Folke Pudas versus Sweden.

Folke Pudas, born in Hietaniemi, Sweden on July 2, 1930 was a Swedish taxi driver who in 1980 received permission from the county administration board to operate a scheduled transport service in Norrbotten. The permit had no expiry date but yet one year later, the Aktiebolaget Länstrafik in Norrbotten successfully applied for a permit that covered the route covered by Folke’s licence and later in that same year, Folke’s permit was revoked.

Folke raised the issue with the Transport Council arguing that his licence had been withdrawn unlawfully, that it was not in the better interests of traffic conditions within the region. His appeal was rejected and so he went to the Ministry of Communications, but they also rejected his complaint.

At this point, Folke had exhausted all his legal options in Sweden. Unwilling to give up, he sought justice through the European Court of Justice, arguing that Article 6 of the European Convention had been violated on the basis that he was unable to have the revocation of the permit reviewed. Consequently, the European Court had to assess whether there were sufficient means in Sweden for appeals to be heard.

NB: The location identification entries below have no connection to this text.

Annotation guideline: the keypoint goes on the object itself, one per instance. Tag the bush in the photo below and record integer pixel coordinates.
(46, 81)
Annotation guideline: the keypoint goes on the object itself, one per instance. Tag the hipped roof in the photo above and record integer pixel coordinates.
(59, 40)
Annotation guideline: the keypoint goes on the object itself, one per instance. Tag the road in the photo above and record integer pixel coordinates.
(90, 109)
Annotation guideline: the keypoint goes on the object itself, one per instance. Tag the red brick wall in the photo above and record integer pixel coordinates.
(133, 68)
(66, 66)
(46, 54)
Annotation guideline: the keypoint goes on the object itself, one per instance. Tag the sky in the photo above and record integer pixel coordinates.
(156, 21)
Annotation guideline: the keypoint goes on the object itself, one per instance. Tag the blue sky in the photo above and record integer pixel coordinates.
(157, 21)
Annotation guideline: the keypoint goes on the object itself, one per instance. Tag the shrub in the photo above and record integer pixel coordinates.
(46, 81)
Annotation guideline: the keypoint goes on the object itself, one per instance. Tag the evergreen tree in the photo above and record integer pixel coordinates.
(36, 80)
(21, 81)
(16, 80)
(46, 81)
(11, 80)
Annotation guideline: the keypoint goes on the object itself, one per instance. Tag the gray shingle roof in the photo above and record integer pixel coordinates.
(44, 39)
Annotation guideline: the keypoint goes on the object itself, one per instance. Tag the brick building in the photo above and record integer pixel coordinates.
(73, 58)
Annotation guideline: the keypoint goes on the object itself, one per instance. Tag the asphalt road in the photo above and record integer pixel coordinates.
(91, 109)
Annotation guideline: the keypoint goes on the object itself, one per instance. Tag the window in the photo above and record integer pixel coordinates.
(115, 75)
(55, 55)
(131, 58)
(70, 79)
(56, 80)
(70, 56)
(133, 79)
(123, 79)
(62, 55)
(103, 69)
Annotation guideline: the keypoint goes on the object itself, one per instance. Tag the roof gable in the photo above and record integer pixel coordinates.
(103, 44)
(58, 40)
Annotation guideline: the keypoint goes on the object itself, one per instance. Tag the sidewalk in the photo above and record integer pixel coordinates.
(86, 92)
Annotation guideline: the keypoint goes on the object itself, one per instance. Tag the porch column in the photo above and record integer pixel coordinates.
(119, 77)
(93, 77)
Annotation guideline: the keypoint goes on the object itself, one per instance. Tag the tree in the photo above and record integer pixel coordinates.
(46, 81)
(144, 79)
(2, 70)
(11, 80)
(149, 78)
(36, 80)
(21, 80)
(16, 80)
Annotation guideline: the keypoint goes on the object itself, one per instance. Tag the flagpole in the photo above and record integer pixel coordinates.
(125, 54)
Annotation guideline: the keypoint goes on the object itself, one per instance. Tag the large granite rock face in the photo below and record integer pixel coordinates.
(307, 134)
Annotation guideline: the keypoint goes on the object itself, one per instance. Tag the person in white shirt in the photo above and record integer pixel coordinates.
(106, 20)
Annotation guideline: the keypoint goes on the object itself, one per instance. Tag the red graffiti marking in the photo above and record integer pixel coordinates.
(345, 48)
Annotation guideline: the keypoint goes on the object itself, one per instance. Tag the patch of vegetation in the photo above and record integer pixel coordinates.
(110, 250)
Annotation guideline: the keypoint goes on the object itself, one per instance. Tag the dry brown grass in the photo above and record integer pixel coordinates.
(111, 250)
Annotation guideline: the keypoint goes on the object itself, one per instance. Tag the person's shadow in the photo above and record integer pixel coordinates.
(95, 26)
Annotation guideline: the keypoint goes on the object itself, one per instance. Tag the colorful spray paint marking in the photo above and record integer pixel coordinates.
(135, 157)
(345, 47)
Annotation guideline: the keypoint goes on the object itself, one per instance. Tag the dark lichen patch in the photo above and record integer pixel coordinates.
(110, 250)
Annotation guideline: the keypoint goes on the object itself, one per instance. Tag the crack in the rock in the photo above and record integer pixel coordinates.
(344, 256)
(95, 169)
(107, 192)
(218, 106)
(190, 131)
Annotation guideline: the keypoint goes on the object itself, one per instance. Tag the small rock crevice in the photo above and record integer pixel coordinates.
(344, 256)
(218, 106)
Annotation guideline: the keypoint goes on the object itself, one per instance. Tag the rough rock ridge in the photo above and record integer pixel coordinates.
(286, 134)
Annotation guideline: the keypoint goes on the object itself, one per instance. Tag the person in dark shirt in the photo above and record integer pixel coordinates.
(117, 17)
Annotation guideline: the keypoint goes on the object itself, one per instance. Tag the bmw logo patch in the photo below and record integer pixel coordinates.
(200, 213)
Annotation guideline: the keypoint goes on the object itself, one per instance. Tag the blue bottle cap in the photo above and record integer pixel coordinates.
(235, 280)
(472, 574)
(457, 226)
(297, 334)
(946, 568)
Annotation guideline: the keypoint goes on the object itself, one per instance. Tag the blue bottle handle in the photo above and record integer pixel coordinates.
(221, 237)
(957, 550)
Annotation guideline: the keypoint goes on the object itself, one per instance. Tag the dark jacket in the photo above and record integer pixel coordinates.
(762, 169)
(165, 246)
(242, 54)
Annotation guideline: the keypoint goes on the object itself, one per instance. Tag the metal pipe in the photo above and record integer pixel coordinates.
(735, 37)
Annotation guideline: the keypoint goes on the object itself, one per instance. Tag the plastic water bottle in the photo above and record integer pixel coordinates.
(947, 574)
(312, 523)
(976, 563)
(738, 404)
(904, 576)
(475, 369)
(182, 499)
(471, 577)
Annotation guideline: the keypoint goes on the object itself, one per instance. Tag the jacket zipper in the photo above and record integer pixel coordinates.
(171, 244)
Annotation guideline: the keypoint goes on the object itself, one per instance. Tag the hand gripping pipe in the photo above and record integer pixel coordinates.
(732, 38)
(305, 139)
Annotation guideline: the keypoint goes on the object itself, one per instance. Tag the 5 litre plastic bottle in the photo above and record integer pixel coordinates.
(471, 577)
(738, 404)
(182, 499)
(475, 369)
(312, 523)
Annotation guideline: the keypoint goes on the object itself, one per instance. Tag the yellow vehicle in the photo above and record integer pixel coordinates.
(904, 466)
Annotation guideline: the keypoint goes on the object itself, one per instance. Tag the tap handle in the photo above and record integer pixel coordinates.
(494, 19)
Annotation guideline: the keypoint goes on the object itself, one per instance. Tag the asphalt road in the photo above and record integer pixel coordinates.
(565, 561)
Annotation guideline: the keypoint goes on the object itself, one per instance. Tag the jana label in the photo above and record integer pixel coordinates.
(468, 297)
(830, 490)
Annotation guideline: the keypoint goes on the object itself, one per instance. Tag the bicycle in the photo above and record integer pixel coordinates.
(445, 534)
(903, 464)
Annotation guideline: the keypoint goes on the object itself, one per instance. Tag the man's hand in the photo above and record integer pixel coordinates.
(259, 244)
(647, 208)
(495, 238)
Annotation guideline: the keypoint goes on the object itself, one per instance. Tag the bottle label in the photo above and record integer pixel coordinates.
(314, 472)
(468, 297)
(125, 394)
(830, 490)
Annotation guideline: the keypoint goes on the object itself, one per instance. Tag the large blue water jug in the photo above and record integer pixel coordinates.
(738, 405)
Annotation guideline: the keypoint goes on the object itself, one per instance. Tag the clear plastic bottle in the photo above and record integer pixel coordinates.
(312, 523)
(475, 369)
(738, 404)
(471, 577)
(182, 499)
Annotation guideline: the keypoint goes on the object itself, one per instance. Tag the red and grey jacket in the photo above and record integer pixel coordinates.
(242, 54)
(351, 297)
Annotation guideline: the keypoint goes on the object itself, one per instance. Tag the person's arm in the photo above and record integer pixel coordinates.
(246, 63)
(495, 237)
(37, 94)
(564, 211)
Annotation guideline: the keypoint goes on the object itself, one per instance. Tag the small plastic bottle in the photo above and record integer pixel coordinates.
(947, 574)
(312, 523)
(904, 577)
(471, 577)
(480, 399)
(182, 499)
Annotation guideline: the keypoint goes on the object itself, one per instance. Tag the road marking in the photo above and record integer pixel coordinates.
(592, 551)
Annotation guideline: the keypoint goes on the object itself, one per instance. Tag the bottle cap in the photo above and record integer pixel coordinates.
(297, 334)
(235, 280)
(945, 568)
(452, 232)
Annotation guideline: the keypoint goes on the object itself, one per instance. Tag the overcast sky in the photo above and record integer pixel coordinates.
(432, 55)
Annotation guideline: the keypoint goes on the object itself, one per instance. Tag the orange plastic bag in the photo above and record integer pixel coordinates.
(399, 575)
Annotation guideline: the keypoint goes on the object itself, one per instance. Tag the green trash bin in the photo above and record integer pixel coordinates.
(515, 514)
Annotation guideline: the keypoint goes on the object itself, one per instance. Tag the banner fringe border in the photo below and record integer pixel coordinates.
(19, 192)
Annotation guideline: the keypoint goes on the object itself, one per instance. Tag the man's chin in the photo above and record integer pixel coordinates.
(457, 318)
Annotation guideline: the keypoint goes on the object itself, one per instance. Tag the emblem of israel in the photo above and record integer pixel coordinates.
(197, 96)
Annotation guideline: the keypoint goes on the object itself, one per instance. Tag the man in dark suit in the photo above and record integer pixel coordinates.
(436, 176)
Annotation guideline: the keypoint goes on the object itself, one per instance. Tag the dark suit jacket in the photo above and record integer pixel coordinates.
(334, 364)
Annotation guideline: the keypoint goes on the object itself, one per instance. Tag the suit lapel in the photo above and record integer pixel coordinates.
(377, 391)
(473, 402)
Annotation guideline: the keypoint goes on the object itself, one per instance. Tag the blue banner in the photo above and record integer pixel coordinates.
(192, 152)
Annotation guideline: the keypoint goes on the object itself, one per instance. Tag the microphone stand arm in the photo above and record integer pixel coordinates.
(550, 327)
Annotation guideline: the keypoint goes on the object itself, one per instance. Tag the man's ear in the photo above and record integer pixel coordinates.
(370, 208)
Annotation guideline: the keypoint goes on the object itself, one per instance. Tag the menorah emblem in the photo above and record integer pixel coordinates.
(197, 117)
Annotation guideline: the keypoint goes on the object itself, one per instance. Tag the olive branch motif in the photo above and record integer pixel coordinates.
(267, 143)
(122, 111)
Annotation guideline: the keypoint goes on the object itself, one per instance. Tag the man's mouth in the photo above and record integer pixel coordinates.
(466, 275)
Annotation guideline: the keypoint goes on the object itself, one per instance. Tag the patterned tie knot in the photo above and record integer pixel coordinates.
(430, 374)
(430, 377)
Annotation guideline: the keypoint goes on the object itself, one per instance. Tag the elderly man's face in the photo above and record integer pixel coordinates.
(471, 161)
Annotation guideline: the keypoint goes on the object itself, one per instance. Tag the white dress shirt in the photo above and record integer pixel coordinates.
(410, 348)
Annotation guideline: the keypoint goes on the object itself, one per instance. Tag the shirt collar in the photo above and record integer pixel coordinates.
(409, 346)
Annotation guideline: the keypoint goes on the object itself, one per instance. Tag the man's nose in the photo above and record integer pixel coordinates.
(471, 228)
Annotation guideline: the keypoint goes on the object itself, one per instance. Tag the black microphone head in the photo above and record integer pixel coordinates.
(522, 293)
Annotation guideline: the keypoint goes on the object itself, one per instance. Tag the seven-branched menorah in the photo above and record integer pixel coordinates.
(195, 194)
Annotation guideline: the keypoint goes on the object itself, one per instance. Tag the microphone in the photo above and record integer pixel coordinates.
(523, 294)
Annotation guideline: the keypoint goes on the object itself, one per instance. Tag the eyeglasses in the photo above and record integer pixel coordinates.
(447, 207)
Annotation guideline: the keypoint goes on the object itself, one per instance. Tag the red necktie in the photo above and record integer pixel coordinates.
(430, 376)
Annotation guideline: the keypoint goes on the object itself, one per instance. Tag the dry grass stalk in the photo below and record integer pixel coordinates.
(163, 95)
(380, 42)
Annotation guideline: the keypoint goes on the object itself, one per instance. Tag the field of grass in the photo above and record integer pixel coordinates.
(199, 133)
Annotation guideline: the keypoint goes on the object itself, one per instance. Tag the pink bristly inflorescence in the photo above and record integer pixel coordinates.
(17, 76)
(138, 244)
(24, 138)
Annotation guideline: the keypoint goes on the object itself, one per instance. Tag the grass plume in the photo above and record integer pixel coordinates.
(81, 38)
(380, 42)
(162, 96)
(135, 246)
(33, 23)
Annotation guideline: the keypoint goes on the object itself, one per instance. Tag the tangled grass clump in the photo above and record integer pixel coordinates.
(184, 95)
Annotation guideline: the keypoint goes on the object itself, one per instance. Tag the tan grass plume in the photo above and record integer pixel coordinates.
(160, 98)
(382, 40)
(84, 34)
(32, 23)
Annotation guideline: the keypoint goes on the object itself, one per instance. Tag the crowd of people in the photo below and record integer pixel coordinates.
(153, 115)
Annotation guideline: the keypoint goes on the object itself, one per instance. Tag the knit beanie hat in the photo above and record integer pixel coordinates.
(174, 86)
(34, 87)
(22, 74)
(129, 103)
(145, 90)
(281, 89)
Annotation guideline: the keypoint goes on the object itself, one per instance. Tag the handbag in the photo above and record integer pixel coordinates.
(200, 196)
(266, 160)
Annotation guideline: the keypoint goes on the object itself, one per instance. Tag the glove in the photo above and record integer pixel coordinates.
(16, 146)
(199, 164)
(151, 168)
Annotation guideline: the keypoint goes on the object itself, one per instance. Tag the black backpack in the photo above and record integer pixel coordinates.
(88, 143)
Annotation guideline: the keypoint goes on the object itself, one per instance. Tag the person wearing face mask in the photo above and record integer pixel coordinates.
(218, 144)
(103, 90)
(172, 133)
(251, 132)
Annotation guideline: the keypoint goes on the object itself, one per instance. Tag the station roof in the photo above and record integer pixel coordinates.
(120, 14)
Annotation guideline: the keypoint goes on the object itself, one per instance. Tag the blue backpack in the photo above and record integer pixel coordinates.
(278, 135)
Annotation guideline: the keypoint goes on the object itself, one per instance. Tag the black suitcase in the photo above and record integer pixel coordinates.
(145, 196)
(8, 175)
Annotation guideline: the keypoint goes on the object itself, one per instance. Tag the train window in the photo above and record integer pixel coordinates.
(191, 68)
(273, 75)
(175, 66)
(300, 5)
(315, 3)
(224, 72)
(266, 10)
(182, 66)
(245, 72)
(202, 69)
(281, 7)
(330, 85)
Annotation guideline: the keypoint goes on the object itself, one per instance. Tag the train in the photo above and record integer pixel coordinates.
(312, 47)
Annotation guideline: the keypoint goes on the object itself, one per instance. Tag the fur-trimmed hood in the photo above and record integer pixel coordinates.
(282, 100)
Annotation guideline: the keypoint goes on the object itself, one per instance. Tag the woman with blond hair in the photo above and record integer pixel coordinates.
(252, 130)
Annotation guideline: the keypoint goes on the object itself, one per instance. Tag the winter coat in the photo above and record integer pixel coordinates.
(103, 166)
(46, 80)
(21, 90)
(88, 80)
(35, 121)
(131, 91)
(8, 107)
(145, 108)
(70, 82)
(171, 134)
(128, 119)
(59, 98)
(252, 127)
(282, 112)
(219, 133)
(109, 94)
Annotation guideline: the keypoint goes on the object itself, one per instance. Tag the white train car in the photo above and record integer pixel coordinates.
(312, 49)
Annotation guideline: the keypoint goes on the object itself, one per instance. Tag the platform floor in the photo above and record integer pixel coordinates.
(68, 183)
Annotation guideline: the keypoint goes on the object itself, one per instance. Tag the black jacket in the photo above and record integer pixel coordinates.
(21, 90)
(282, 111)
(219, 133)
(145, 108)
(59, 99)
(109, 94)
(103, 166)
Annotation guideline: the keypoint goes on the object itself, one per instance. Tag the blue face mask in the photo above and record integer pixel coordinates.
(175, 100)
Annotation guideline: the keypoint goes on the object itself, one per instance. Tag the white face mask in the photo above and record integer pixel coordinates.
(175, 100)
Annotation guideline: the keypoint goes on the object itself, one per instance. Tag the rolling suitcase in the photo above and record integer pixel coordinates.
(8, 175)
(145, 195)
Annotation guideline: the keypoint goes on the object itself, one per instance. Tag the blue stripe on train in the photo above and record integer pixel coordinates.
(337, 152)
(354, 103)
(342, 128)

In order to create debate and raise awareness about his plight, Folke Pudas went on a hunger strike for 3 months in 1983, lying in a hand-nailed wooden box (now famously referred to as a Puda box) on Sergels torg, in front of the Swedish Parliament’s then (temporary) premises in the current Kulturhuset in Stockholm.

In 1987, the European Court of Justice ruled that Norrbotten’s county administrative board and the Swedish government had acted incorrectly. As a result of this, the Swedish state introduced a new administrative law, appropriately named “Lex Pudas” in honour of Folke’s contribution, which would prevent similar cases from occurring and so allowing for administrative decisions to be reviewed by a court.

The TIDLÖS team salutes the forgotten hero, Folke Pudas, who passed away July 28, 2008 in Övertorneå, Sweden. His struggle is an inspiration to us all. Against all the odds, and only as a result of great personal determination and sacrifice, he single-handedly fought bureaucracy and forever changed the rules of litigation in Sweden for the benefit of us all.